Liu Xiaobo was awarded the Nobel Peace Prize Friday in Norway.
Beijing today called the award of the Nobel Peace Prize to a Chinese dissident “blasphemy.” “Liu Xiaobo is a convicted criminal sentenced to jail by Chinese justice authorities for violation of Chinese law,” said Ma Zhaoxu, a Foreign Ministry spokesman. “His acts are in complete contradiction to the purpose of the Nobel Peace Prize.”
Mr. Liu is serving an 11-year sentence, handed down on Christmas Day 2008, for subverting state power. He was detained for, among other things, his sponsorship of Charter 08, a manifesto calling for a “free, democratic and constitutional nation.”
Chinese media was silent about the award to the country’s most prominent dissident. People’s Daily, the Communist Party’s flagship publication, led with a story about the stock market.

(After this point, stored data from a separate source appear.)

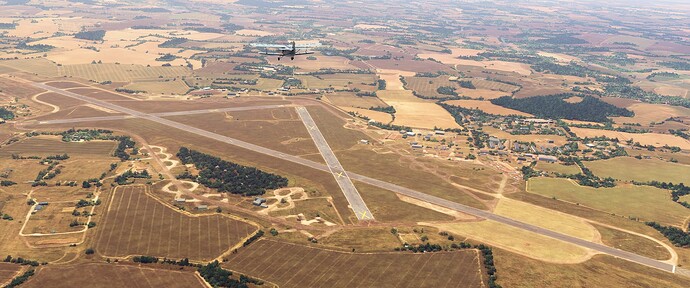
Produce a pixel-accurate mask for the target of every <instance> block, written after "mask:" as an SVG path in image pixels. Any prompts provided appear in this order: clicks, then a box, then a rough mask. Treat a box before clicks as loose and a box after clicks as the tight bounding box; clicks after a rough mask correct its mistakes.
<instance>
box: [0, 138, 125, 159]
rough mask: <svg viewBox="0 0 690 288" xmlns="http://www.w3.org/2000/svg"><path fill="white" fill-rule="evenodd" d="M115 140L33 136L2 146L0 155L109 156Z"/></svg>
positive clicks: (113, 145)
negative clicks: (73, 138) (86, 141)
mask: <svg viewBox="0 0 690 288" xmlns="http://www.w3.org/2000/svg"><path fill="white" fill-rule="evenodd" d="M115 144H116V142H115V141H88V142H63V141H61V140H60V138H59V137H58V136H38V137H31V138H28V139H26V140H23V141H19V142H15V143H12V144H10V145H7V146H4V147H2V148H0V156H4V157H9V156H11V155H12V154H19V155H22V156H48V155H56V154H64V153H67V154H68V155H70V154H82V155H103V156H109V155H110V154H111V153H112V152H113V150H114V149H115Z"/></svg>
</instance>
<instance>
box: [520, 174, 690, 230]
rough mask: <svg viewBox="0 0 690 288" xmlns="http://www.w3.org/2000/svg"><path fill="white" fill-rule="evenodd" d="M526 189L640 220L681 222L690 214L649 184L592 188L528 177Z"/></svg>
mask: <svg viewBox="0 0 690 288" xmlns="http://www.w3.org/2000/svg"><path fill="white" fill-rule="evenodd" d="M527 190H528V191H529V192H531V193H536V194H539V195H542V196H546V197H549V198H551V197H556V198H557V199H559V200H564V201H568V202H574V203H579V204H582V205H585V206H588V207H591V208H594V209H597V210H602V211H606V212H608V213H614V214H616V215H619V216H623V217H628V216H630V217H639V218H640V220H641V221H656V222H661V223H664V224H671V225H682V224H683V221H685V219H686V218H687V217H689V216H690V210H689V209H687V208H684V207H683V206H681V205H679V204H677V203H674V202H673V201H671V197H670V192H668V191H666V190H662V189H658V188H654V187H649V186H633V185H619V186H617V187H614V188H598V189H595V188H591V187H585V186H580V185H577V184H576V183H574V182H571V181H570V180H568V179H560V178H532V179H530V180H529V182H528V187H527Z"/></svg>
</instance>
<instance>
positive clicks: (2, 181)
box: [0, 180, 17, 187]
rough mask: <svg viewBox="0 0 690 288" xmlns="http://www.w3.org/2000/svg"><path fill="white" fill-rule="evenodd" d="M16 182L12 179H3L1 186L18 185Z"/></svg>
mask: <svg viewBox="0 0 690 288" xmlns="http://www.w3.org/2000/svg"><path fill="white" fill-rule="evenodd" d="M16 184H17V182H13V181H10V180H2V181H0V186H3V187H7V186H12V185H16Z"/></svg>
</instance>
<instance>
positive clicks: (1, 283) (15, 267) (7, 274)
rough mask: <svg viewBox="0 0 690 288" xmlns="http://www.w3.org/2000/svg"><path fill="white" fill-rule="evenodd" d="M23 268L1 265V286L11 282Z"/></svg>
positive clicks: (18, 265)
mask: <svg viewBox="0 0 690 288" xmlns="http://www.w3.org/2000/svg"><path fill="white" fill-rule="evenodd" d="M21 268H22V266H19V265H17V264H11V263H0V284H2V283H5V282H8V281H10V280H11V279H12V278H14V276H15V274H17V272H19V270H20V269H21Z"/></svg>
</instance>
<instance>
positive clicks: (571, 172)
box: [535, 161, 582, 174]
mask: <svg viewBox="0 0 690 288" xmlns="http://www.w3.org/2000/svg"><path fill="white" fill-rule="evenodd" d="M535 168H536V169H537V170H540V171H544V172H548V173H561V174H577V173H580V172H582V171H580V167H578V166H577V165H563V164H560V163H548V162H543V161H541V162H538V163H537V166H536V167H535Z"/></svg>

There was nothing about the prize on government websites or on CCTV, the state broadcaster. Beijing blocked transmission of the BBC and other foreign broadcast media when the prize was announced. Chinese cell phone carriers deleted text messages carrying news of the award.
The central government’s efforts were futile, however. Chinese chatrooms were abuzz with the news and filled with congratulations for the imprisoned Liu. High school children and college students from China were sending out messages on Liu to the Nobel website. QQ, the popular Chinese instant messaging system, carried news of Beijing’s reaction to the prize. Because of the award, tens of millions of Chinese will, for the first time, learn Liu Xiaobo’s name—and what he is trying to accomplish.
China’s autocrats have a lot to be worried about. Nobel prizes have encouraged dissidents and shaken hardline governments. The 1984 award of the Peace Prize to Desmond Tutu, for instance, encouraged foreign countries to begin pulling out investments from South Africa. Nelson Mandela won the award in 1993, the year before his election as president.
Today’s announcement from Oslo signals to the Chinese people that the rest of the world stands behind their aspirations for a freer society. “Liu’s committed advocacy on behalf of democracy in China is, above all, intended for the benefit of the Chinese people,” Tutu and others stated in an open letter in January. The changes in Chinese society at this moment are momentous, even though we may not always see the transformation that is occurring. Mr. Liu’s award is bound to hasten the liberalization in China that must occur—for the benefit of everyone.